DESOLA \cite{desola} is a linear algebra library that defers matrix operations
and deploys runtime code generation to fuse operations and arry constraction.
All of the works above rely on compilation to achieve optimizations such as
operation fusion or operation reordering.
It is difficult to compile a dynamic programming language such as APL and R.
The compilation is inefficent or requires some constraints in the language,
while runtime compilation has large overhead.

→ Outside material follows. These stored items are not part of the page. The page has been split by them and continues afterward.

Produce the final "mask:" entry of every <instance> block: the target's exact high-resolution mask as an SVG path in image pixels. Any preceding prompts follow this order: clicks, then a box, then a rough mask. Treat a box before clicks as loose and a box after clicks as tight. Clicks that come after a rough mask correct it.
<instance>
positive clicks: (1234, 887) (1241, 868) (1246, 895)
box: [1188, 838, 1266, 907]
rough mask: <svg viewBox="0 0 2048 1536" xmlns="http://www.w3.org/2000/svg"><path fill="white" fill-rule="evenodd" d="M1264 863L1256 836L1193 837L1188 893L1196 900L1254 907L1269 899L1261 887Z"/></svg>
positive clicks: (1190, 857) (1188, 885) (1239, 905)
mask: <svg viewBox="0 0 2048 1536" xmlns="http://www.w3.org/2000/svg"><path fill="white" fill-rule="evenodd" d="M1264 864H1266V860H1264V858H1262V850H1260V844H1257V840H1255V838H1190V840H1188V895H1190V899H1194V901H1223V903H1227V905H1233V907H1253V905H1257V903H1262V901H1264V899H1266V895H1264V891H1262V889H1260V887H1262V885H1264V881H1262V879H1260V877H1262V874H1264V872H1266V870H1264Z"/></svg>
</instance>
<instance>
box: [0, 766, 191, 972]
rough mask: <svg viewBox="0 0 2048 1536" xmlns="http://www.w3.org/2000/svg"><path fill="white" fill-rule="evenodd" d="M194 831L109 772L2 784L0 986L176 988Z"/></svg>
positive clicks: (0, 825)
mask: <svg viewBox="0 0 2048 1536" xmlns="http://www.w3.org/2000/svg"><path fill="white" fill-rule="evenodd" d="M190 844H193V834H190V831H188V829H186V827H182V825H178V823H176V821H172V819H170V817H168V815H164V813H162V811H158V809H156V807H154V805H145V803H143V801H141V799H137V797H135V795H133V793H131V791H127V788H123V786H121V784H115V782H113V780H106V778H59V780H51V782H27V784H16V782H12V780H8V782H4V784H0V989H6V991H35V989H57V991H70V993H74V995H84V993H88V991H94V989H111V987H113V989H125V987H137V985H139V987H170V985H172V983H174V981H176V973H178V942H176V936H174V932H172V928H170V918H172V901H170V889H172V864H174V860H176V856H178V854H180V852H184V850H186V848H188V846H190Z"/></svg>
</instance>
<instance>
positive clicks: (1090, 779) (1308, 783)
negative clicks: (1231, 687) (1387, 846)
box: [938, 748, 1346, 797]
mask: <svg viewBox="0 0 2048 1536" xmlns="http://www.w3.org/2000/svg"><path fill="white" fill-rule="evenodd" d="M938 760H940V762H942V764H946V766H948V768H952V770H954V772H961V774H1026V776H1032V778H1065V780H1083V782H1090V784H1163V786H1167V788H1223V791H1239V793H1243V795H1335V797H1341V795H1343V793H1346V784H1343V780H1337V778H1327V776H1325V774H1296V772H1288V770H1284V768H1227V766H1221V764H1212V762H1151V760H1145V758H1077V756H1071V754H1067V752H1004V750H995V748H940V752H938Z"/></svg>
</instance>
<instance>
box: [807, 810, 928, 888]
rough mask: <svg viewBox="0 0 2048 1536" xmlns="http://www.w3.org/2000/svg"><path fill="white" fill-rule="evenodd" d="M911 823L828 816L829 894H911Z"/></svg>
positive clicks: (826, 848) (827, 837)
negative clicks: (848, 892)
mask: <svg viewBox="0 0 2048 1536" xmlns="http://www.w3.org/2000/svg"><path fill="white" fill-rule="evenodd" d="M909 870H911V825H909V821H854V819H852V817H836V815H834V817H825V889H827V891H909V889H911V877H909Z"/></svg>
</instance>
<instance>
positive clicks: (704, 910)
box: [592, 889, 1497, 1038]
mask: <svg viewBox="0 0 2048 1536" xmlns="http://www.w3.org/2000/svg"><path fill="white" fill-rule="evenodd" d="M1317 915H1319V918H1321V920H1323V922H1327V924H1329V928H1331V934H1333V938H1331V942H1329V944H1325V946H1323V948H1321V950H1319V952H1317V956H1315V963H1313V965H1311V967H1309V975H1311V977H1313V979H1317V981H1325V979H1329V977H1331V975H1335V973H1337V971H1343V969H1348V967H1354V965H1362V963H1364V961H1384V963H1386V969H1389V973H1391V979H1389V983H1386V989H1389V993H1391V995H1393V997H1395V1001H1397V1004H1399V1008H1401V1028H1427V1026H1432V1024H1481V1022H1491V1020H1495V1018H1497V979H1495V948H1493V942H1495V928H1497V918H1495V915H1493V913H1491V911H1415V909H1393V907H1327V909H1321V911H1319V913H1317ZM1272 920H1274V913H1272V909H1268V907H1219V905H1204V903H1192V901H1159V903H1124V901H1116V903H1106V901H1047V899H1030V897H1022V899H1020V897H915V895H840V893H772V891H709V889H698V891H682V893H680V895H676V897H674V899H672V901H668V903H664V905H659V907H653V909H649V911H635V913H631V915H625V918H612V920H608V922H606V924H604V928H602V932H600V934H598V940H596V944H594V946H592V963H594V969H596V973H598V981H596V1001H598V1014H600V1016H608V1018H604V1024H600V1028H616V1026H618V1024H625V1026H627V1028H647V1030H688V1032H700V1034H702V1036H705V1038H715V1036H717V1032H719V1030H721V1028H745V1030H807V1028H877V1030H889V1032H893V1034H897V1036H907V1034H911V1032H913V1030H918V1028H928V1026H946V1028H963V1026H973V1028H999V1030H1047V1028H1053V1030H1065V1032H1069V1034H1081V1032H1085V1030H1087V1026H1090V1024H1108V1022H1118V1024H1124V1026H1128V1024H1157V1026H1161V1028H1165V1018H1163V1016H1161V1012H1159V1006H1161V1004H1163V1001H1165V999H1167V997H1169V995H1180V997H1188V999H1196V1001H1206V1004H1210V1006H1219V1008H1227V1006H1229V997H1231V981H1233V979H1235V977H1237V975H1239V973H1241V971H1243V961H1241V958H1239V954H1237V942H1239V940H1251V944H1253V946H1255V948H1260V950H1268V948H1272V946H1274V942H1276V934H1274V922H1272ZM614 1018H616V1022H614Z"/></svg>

FlashR adopts and enhances these techniques with a focus on large-scale
data analysis. Unlike most of these works, FlashR applies lazy evaluation
and operation fusion at runtime without compilation and focuses on reducing
data movement in the memory hierarchy.
%Efforts to parallelize array programming include Revolution R \cite{rro} and
%Matlab's parallel computing toolbox, which offer multicore parallelism and
%explicit distributed parallelism using MPI and MapReduce. Other works focus
%on implicit parallelization. Presto \cite{presto} extends R to sparse matrix
%operations in distributed memory for graph analysis. Accelerator
%\cite{accelerator} compiles
%data-parallel operations on the fly to execute programs on a GPU.
Sequoia \cite{sequoia} is a programming language designed to facilitate
memory hierarchy aware parallel programming on large arrays.
It exposes memory hierarchy to the programming model and performs static
analysis at compile time. In contrast, FlashR enhances an existing popular
programming language and hides memory
hierarchy from R users and optimize data movement at runtime.
TileDB's \cite{Papadopoulos16} designs an efficient strategy to support
array modification.
It manages data moficiation as ``fragments''. This strategy can be adopted by
FlashR for large modifications on matrices.